Wednesday, November 2, 2016

A Perfect Day, Hungarian Style

Our room included breakfast at the hotel restaurant. Note the onomatopoeic Hungarian word for rump roast.


We veered off the Vaci utca, a major shopping artery, to stroll along the Danube.







I threw my first peace sign of the trip on the Széchenyi Chain Bridge.  That's the Buda Castle in the background.


A funicular took us up the steep hill to the castle district where the presidential guard was changing.



The guidebook recommended walking along the western side of the Buda hill, a residential area with expansive views of Oud, another section of the city.  Natives were enjoying the sun.  One pooch had no use for paparazzi.





We entered the castle district through the Vienna Gate at the northern end, near the National Archives.  





Most buildings buildings have flagpole holders.


En route to the glorious terrace overlooking Pest at Fisherman's Bastion and Holy Trinity Square, we encountered an elaborate sculpture commemorating a 19th-century Hungarian king.  







Here's Matthias atop his high horse.



He named the colorful Gothic church, built centuries before his reign to honor the Virgin Mary, after himself.  Franz Joseph was crowned king of Hungary here in 1867, as was the last Hapsburg king in 1916.  




Allied bombing destroyed much of the church in World War II but the Hungarians did a wonderful job restoring it.








Lamb imagery appeared in several different media:  stained glass, fresco and sculpture outside.




Thom couldn't resist a nap while I took dozens of photos.  Blame the chai tea he bought me at Starbucks.


Do kids even know what these are anymore?


It was past noon by the time we got to the Buda castle proper.  Warm autumn sunlight bathed Pest and St.
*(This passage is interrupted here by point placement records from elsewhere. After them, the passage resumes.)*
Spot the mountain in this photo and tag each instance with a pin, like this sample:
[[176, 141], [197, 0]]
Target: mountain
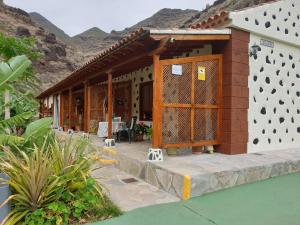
[[90, 40], [164, 18], [50, 27], [221, 5], [57, 60], [62, 54]]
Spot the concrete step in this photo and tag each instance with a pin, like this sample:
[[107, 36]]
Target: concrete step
[[194, 175], [129, 192]]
Stephen's Church in the distance.

 
The castle grounds are impeccably maintained.








We didn't have the time to visit both the Budapest History Museum and the National Gallery so Thom picked the museum.  Good choice.  History in this part of the world goes waaaaay waaaaay back.  It threw a lot of shit at the people, including both both the Nazi and Soviet occupations in the last century alone.
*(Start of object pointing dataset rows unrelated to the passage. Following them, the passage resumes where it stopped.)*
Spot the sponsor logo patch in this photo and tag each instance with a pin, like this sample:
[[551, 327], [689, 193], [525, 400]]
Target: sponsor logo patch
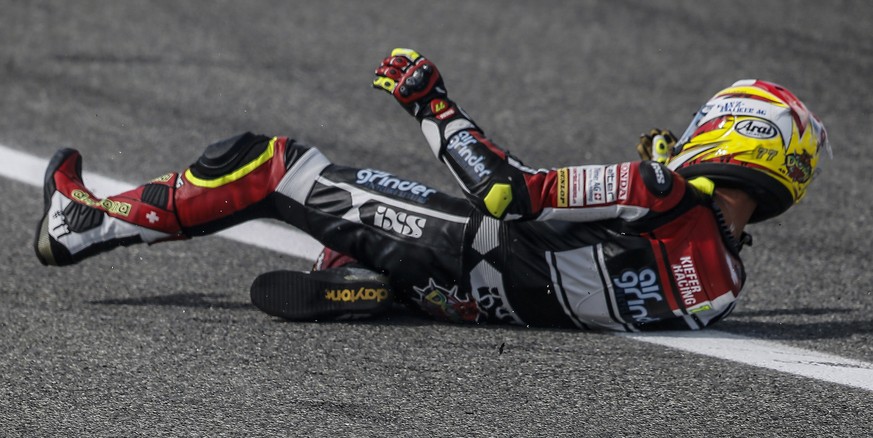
[[399, 222], [354, 295], [639, 289], [799, 167], [387, 183], [761, 129], [461, 148], [445, 303], [110, 206], [688, 282]]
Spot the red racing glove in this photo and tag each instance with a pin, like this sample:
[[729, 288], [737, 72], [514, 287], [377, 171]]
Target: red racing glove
[[411, 78]]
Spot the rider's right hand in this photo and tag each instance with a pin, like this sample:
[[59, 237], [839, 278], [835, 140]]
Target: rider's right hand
[[411, 78]]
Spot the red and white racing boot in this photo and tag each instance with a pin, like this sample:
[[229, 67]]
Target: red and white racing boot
[[76, 224]]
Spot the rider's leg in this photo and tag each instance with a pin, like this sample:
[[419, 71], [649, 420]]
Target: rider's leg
[[388, 224]]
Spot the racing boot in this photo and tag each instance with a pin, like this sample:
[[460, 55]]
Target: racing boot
[[76, 224], [337, 288]]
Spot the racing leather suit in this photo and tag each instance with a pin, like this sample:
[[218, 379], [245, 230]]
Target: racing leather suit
[[629, 246]]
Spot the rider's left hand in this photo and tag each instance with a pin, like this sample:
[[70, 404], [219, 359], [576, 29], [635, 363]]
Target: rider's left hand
[[412, 79]]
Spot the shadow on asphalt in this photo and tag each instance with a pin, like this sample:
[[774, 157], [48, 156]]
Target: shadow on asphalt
[[748, 323]]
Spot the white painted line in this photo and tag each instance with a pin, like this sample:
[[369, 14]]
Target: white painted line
[[28, 169], [766, 354]]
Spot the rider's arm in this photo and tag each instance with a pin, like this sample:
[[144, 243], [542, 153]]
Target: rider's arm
[[500, 185]]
Of course changing swimsuit styles interested me just as much.  Simply interactive. 



A second nap re-energized Thom.



We exited through two gates at the rear of the castle.  First, the Lion's Gate which led to a lovely courtyard.




Then the wrought iron Matthias Gate.  That crow on the top is his heraldic animal.  He chose the bird after it stole a ring he had removed from his finger.





We took the funicular back down to walk below the castle along the Danube.  Blame jet lag for the confused positioning of the video.


This Hungarian doll was blown' in the wind.







Some goulash soup really hit the spot.


When we passed the recently renovated exterior of Rudas Thermal Baths, we learned only men were allowed on Wednesday night, just like the old days.  They've been in the same location for nearly 500 years!



First, we checked out the Gellert Baths, just ten minutes away.  Like Cher says in "Clueless," "let's do a lap before we commit to a location."



The interior was just as grand.






Thom went on his first shopping spree in the gift shop.  The pretty young woman provided an excellent restaurant recommendation.  It always pays to ask a local where to eat after someone has dropped a bundle.


The Gellert also houses a very grand hotel.


We walked back to the Rudas, past the Freedom Bridge, in the dark.




The Rudas prohibited photography.  I'll just have to remember the profound feeling of going back in time to the 16th century.  For close to two hours, there wasn't a phone in sight. We soaked in a communal bath built by the occupying Turks during the Ottoman empire. Hanging wooden buckets, still operated by pulling a rope, refreshed us with cold water. The romance of Budapest at night hit us just as hard walking back to the hotel.


After a couple of glasses of prosecco we headed to dinner in the old Jewish quarter.  A shy pug peeked out from a window display.


Our meal at M was superb, especially the dessert.



Persimmon seeds go really well with chocolate cake.


We stumbled upon a final delight before catching a cab back to the hotel.  This complicated statue in front of the glorious music school honors Georg Solti, the world-renowned, Budapest-born conductor.